A normalized vector of the Laplacian matrix of a graph is implemented by
L(G) = 1 if i == j and di != 0
         = -1 / sq rt (di.dj) if i and j are adjacent
         = 0 otherwise.
The Laplacian matrix measures to what extent a graph differs at one vertex from its values at nearby vertices. 
I'm going to take a break to discuss a topic that I've been asked to look into. A python library is not able to make an SSL Connection with an application that uses libssl. The error message received is that the 'The handshake operation timed out'. This is because the server is not completing the handshake in some cases.
We first look at what all steps are involved in the TLS handshake. TLS and SSL are different in that they don't interpolate and TLS 1.0 is often referred to as SSL 3.1 but at the same time the differences are not that much in our discussion and TLS 1.0 has a way to fall back to SSL 3.0. The handshake we describe is responsible for the authentication and the key exchange necessary to establish or resume secure sessions.

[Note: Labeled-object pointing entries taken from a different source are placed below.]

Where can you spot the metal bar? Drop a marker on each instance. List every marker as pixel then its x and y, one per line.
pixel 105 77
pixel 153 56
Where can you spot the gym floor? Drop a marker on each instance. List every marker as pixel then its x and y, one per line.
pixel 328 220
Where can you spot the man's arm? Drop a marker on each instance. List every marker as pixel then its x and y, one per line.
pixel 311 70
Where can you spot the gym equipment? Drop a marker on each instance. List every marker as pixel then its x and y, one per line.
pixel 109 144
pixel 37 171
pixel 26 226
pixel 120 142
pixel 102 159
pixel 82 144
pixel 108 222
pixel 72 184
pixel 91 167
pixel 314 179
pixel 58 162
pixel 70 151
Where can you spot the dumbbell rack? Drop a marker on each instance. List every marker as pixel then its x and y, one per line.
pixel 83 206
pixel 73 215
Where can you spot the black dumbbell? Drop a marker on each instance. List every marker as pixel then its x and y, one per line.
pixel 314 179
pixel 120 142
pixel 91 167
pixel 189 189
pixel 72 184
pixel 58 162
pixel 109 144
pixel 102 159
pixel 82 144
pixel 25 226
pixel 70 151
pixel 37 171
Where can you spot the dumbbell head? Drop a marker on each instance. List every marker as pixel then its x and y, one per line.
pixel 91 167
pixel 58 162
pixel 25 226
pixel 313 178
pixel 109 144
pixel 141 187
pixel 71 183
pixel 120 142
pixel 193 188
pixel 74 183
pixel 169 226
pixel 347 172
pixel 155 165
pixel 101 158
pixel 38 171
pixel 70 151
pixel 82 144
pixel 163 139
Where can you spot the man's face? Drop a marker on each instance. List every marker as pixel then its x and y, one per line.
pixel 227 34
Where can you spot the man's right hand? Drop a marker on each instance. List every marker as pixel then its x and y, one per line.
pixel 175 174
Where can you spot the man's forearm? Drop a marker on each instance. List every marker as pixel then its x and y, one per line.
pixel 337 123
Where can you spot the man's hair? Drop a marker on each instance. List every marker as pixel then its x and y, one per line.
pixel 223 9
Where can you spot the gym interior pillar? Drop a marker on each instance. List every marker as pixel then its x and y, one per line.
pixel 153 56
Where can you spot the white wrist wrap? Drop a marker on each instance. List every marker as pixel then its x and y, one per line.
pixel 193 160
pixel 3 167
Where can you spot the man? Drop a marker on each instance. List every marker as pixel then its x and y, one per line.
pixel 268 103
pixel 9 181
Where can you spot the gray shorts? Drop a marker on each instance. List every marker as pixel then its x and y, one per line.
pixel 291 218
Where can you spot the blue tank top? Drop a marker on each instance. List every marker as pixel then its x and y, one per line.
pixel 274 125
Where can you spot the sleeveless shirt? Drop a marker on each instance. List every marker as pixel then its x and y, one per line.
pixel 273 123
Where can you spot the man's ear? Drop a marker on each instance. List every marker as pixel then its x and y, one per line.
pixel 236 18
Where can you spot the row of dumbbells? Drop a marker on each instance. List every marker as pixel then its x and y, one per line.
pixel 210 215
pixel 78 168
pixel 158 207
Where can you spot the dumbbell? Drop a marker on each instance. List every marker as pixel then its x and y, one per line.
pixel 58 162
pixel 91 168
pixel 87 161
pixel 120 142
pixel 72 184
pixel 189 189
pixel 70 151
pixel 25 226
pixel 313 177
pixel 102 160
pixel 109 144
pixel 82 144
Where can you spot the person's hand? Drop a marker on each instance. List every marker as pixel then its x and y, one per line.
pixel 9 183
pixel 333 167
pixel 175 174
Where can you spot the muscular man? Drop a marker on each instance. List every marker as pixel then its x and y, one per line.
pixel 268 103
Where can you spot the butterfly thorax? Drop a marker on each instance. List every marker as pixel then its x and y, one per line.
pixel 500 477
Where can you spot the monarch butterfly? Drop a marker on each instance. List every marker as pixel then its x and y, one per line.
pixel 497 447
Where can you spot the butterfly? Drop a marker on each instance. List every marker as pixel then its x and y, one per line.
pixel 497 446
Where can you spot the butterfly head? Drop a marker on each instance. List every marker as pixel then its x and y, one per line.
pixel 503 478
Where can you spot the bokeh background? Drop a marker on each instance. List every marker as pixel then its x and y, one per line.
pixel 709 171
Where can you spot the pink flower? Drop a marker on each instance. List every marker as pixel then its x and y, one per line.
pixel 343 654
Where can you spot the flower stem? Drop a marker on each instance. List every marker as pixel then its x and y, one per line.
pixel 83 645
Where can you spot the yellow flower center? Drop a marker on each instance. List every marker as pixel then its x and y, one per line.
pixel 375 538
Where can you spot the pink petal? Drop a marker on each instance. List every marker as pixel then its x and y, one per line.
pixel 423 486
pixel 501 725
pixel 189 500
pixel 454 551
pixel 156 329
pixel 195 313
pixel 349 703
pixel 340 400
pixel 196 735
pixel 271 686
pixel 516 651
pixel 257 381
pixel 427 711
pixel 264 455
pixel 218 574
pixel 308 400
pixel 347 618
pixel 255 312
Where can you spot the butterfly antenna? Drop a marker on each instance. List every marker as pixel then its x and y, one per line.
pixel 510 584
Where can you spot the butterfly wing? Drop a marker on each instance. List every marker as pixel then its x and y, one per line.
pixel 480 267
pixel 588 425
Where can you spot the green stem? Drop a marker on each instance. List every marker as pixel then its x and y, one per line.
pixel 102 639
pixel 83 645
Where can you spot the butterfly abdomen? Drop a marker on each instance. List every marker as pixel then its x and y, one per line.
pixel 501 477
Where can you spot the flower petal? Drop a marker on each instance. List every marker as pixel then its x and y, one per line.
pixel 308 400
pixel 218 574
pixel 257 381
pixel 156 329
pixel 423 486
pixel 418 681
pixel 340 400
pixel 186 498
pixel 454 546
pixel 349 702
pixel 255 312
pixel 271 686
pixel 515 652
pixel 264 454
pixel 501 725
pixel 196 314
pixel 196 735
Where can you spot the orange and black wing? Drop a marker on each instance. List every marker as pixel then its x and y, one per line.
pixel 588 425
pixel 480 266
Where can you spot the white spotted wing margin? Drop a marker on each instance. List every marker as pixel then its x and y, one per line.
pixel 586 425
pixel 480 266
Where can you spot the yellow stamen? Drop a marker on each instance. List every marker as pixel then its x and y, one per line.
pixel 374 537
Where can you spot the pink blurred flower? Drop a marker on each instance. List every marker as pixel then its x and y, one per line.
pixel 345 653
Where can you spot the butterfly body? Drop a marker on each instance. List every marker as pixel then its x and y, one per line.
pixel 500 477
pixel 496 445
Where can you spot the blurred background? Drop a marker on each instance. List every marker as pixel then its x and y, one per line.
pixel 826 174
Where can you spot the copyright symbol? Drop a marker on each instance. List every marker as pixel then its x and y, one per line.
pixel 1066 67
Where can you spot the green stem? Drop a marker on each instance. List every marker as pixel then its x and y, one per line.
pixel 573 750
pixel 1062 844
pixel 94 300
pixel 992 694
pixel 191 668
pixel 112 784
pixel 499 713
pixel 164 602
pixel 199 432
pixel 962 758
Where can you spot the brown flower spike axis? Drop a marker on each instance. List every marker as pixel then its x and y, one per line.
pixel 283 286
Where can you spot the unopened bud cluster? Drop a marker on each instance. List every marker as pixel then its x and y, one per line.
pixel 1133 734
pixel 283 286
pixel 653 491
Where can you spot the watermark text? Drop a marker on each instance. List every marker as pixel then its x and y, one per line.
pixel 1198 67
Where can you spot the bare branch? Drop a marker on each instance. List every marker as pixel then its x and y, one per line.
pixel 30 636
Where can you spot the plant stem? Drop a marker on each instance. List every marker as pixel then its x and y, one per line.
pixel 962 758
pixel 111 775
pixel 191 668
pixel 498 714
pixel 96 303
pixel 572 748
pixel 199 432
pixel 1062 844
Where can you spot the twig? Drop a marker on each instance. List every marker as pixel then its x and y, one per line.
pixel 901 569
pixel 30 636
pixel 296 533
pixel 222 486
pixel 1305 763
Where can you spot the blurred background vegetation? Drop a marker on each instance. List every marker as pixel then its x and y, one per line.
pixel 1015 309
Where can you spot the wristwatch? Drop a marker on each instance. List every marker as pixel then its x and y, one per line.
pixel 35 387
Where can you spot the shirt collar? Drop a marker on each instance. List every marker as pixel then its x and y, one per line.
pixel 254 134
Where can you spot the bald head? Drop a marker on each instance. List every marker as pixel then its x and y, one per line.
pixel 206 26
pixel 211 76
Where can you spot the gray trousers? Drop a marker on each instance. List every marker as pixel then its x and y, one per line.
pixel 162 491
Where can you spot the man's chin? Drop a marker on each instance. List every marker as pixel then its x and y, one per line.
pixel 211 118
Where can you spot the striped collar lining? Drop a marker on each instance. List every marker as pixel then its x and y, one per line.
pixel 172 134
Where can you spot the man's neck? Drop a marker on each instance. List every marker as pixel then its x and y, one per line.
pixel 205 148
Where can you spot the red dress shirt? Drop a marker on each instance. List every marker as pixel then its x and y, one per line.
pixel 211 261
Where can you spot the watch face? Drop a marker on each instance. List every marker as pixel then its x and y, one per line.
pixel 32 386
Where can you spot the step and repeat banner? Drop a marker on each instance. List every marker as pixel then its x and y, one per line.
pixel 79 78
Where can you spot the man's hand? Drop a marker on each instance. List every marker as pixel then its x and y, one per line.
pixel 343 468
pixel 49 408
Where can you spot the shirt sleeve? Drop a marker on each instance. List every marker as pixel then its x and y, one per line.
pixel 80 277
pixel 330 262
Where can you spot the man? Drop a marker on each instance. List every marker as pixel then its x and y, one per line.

In establishing a secure session, the following steps are involved :
cipher suite negotiation
authentication of the server and optionally the client
session key information exchange
The first step refers to the exchange of the cipher suite that both the client and the server will be using for the duration of the session.
The second step refers to the step where the server proves its identity to the client. The client might also need to prove its identity to the server.
The third step refers to the exchange of random numbers and the selection of a special number called the Pre-Master Secret which helps in creating a Master Secret and that in turn helps create the MAC secret which is the session key used for hashing and the write key, which is the session key used for encryption.
After the initial client hello, server hello and the server hello done message, the pre-master secret is generated by the client and the master secret is generated by both the client and the server. The client sends the change cipher spec notification to the server
Cryptographic algorithms can vary. Some fall in the bucket of Federal Information Processing Standards also called FIPS standard. These can be enabled or disabled  with FIPS mode and often is used to troubleshoot SSL issues. There are dedicated libraries  designed to support cross-platform development of security enabled client and server applications with optional support for hardware SSL acceleration on the server side and smart cards on the client side. These are called Network Security Services.